The following replaces pages 18-19 under the heading, "INVESTMENT PROGRAMS
- -- Neuberger&Berman MANHATTAN Portfolio":
The investment objective of Neuberger&Berman MANHATTAN Portfolio and
Neuberger&Berman MANHATTAN Assets is to seek capital appreciation without regard
to income.
Neuberger&Berman MANHATTAN Portfolio can invest in securities of small-,
medium-, and large-capitalization companies believed to have the maximum
potential for long-term capital appreciation. The portfolio managers currently
intend to focus primarily on the securities of medium-capitalization companies.
The portfolio managers do not seek to invest in securities that pay dividends or
interest, and any such income is incidental.
The Portfolio uses a growth-oriented investment approach. When N&B
Management believes that particular securities have greater potential for
long-term capital appreciation, the Portfolio may purchase such securities at
prices with relatively higher multiples to measures of economic value (such as
earnings or cash flow) than other Portfolios. In selecting stocks, N&B
Management considers, among other factors, a company's financial strength,
competitive position, projected future earnings, management strength and
experience, reasonable valuation and other investment criteria. The Portfolio
also diversifies its investments among companies and industries.
The Portfolio's growth investment program involves greater risks and share
price volatility than programs that invest in more undervalued securities.
Investments in smaller and medium sized companies may present greater
opportunities for capital appreciation, but may involve greater risks and share
price volatility than investment in securities of larger capitalization
companies. These companies may have limited product lines, market or financial
resources, or they may be dependent upon a limited management group. Their
securities may be traded only in the over-the-counter market or on a regional
securities exchange. As a result, such companies may be subject to more abrupt
or erratic market movements than larger, more established companies, and any
such movements may be reflected in the Fund's net asset value.
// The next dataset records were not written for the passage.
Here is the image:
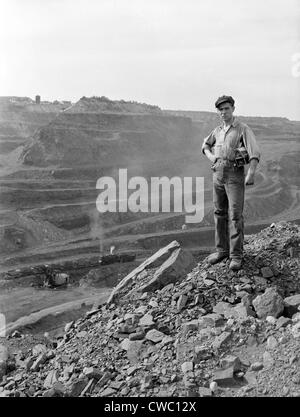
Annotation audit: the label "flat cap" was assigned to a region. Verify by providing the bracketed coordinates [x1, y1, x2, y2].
[215, 96, 234, 108]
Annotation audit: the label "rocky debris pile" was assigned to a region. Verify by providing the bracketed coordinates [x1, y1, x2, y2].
[0, 223, 300, 397]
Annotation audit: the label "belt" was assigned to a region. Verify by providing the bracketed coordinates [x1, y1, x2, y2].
[211, 157, 244, 171]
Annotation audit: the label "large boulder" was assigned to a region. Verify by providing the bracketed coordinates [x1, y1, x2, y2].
[107, 240, 195, 304]
[0, 345, 8, 381]
[283, 294, 300, 316]
[252, 287, 284, 319]
[139, 248, 194, 292]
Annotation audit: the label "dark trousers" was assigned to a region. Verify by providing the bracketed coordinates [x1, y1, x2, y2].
[212, 160, 245, 259]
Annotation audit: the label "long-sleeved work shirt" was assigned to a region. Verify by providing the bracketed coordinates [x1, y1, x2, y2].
[202, 117, 260, 161]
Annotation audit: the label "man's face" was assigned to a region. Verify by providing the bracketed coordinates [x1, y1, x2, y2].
[218, 103, 234, 122]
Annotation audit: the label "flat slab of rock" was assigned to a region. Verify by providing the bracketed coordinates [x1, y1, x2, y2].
[252, 287, 284, 319]
[107, 240, 180, 304]
[146, 329, 165, 343]
[139, 248, 195, 292]
[213, 367, 235, 387]
[0, 345, 8, 381]
[283, 294, 300, 316]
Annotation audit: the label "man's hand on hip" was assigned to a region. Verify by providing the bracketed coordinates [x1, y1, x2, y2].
[245, 171, 255, 185]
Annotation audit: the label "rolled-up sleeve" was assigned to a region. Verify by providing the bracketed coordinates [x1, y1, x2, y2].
[201, 129, 216, 154]
[243, 125, 260, 162]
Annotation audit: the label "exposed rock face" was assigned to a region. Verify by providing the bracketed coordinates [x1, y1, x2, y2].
[253, 288, 284, 318]
[21, 99, 193, 168]
[107, 240, 195, 303]
[0, 223, 300, 397]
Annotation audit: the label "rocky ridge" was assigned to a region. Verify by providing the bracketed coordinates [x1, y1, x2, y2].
[0, 222, 300, 397]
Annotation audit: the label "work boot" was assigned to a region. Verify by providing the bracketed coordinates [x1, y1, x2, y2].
[207, 252, 228, 265]
[229, 259, 242, 271]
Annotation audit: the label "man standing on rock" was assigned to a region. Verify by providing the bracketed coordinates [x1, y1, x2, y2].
[202, 96, 260, 271]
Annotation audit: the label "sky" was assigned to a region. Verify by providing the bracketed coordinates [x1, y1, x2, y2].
[0, 0, 300, 120]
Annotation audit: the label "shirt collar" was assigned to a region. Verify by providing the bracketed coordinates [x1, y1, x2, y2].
[219, 116, 239, 129]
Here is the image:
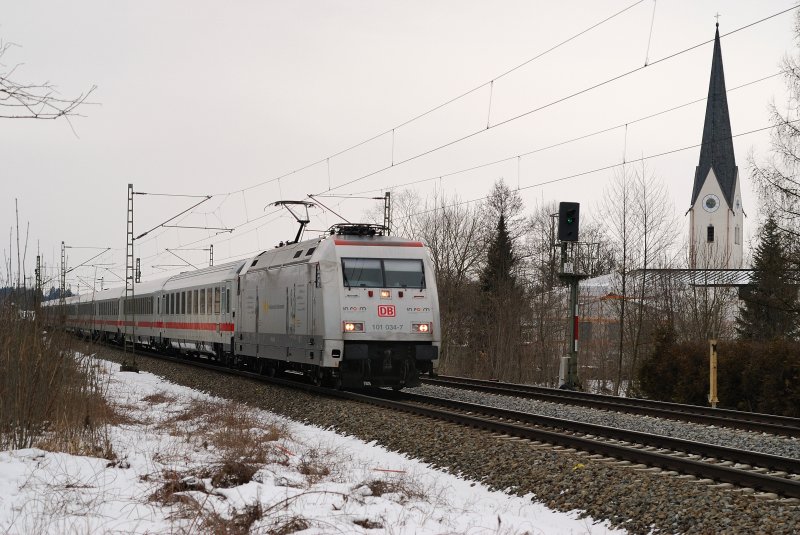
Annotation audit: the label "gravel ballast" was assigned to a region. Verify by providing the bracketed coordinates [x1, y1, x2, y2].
[93, 348, 800, 534]
[406, 385, 800, 459]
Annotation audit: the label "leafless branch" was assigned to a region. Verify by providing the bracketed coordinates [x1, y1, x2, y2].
[0, 41, 97, 124]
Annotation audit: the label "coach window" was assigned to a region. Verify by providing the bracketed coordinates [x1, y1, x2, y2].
[383, 259, 425, 288]
[342, 258, 383, 288]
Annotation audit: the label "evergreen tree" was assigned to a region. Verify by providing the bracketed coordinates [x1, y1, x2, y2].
[736, 215, 798, 340]
[481, 214, 517, 297]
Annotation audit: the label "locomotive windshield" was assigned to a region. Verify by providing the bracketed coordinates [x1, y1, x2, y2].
[342, 258, 425, 289]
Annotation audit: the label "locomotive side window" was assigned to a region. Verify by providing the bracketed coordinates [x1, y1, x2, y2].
[342, 258, 425, 288]
[342, 258, 383, 288]
[383, 259, 425, 288]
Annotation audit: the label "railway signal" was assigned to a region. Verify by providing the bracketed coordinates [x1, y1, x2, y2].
[558, 202, 581, 241]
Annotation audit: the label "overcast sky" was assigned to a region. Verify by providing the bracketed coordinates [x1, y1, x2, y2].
[0, 0, 797, 290]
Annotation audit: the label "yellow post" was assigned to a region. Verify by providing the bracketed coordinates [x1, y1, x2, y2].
[708, 339, 719, 409]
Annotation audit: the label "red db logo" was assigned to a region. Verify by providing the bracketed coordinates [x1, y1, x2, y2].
[378, 305, 395, 318]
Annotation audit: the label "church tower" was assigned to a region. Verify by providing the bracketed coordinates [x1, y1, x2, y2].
[688, 23, 744, 269]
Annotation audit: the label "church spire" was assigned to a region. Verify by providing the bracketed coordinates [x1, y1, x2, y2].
[691, 22, 738, 207]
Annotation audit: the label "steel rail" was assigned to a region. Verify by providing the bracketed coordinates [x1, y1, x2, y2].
[92, 346, 800, 498]
[422, 376, 800, 437]
[402, 392, 800, 474]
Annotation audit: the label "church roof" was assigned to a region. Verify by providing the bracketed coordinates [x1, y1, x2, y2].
[692, 24, 738, 207]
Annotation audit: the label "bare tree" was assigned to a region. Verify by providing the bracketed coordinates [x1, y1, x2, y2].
[0, 41, 97, 126]
[600, 167, 635, 395]
[630, 162, 678, 386]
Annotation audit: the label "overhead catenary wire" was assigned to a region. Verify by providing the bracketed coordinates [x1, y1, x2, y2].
[400, 119, 800, 219]
[338, 71, 785, 195]
[92, 6, 797, 282]
[75, 63, 784, 284]
[310, 6, 800, 197]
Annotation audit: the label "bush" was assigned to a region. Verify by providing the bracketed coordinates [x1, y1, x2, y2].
[0, 305, 113, 457]
[638, 336, 800, 417]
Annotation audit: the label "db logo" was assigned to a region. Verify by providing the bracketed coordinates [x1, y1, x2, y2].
[378, 305, 395, 318]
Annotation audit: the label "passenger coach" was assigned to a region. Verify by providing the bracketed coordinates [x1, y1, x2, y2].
[49, 224, 441, 388]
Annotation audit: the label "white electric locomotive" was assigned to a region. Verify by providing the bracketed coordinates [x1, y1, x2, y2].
[47, 224, 441, 388]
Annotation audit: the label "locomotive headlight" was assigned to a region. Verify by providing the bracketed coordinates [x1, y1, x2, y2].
[343, 321, 364, 333]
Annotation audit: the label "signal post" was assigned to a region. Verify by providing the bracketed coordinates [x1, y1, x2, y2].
[558, 202, 588, 390]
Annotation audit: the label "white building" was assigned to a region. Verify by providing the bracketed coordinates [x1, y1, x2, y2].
[687, 24, 744, 269]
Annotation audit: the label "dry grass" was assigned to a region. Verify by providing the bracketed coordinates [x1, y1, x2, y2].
[0, 305, 124, 458]
[359, 477, 426, 503]
[142, 392, 177, 405]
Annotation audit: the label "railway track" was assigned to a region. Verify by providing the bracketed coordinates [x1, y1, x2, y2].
[422, 376, 800, 437]
[104, 354, 800, 499]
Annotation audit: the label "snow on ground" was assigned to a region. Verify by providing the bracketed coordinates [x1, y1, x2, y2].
[0, 361, 622, 534]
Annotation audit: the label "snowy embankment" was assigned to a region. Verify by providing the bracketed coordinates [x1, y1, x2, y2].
[0, 361, 614, 534]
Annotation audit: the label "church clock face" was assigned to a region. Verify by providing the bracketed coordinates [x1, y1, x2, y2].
[703, 195, 719, 212]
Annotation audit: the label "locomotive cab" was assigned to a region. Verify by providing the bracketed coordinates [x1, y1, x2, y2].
[323, 226, 441, 388]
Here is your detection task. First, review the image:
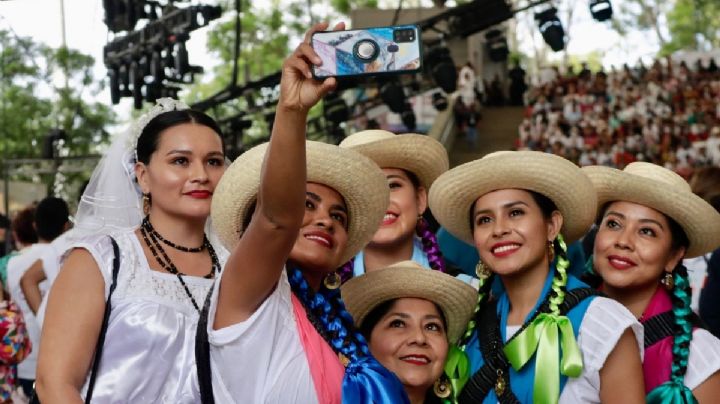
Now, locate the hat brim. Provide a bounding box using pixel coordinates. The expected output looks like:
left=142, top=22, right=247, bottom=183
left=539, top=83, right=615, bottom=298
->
left=211, top=141, right=389, bottom=266
left=342, top=266, right=477, bottom=343
left=582, top=166, right=720, bottom=258
left=340, top=133, right=450, bottom=189
left=429, top=151, right=597, bottom=245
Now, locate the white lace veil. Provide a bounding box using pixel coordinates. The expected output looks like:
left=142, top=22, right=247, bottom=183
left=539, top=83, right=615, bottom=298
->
left=73, top=98, right=194, bottom=238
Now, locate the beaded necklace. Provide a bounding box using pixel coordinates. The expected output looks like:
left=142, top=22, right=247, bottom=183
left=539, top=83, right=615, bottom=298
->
left=140, top=216, right=220, bottom=313
left=142, top=216, right=205, bottom=252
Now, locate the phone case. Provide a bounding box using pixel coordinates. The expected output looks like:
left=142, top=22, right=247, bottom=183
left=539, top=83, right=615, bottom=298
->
left=312, top=25, right=422, bottom=78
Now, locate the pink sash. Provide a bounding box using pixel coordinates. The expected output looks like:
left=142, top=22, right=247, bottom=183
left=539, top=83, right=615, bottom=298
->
left=291, top=294, right=345, bottom=404
left=643, top=287, right=673, bottom=394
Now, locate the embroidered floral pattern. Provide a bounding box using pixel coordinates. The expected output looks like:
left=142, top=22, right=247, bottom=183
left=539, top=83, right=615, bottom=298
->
left=0, top=301, right=32, bottom=402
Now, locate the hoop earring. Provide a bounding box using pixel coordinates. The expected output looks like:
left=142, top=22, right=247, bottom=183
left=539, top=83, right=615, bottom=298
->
left=475, top=260, right=492, bottom=279
left=143, top=192, right=152, bottom=216
left=323, top=271, right=342, bottom=290
left=433, top=377, right=452, bottom=398
left=660, top=272, right=675, bottom=292
left=548, top=240, right=555, bottom=263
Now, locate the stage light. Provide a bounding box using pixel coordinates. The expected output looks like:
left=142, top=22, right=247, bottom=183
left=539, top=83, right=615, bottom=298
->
left=108, top=68, right=120, bottom=105
left=448, top=0, right=513, bottom=38
left=590, top=0, right=612, bottom=22
left=400, top=104, right=416, bottom=132
left=130, top=60, right=144, bottom=109
left=485, top=29, right=510, bottom=62
left=535, top=7, right=565, bottom=52
left=425, top=43, right=457, bottom=94
left=433, top=91, right=448, bottom=111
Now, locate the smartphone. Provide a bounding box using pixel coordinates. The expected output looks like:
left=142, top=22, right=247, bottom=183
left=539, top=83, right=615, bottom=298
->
left=312, top=25, right=422, bottom=78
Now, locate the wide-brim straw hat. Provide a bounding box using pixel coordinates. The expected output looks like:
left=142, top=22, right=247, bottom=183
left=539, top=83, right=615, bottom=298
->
left=429, top=151, right=597, bottom=245
left=211, top=141, right=389, bottom=264
left=582, top=162, right=720, bottom=258
left=340, top=129, right=450, bottom=190
left=341, top=261, right=477, bottom=343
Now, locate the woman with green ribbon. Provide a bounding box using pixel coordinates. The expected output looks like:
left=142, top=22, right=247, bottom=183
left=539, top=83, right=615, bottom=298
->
left=429, top=151, right=644, bottom=404
left=583, top=162, right=720, bottom=404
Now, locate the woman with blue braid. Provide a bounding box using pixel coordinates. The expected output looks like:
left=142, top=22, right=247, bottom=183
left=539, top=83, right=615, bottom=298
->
left=340, top=130, right=449, bottom=280
left=429, top=151, right=644, bottom=404
left=208, top=24, right=407, bottom=404
left=583, top=162, right=720, bottom=404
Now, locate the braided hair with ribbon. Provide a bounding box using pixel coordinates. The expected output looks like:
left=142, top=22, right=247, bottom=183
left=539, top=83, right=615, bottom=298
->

Moreover, the
Portfolio does not follow a policy of active trading for short-term profits.
Accordingly, the Portfolio may be more appropriate for investors with a
longer-range perspective.
The following replaces pages 31-33 under the heading, "MANAGEMENT AND
ADMINISTRATION--Investment Manager, Administrator, Distributor, and
Sub-Adviser":
Unless otherwise indicated, the following is five-year information about
the individuals who are primarily responsible for the day-to-day management of
the Portfolios.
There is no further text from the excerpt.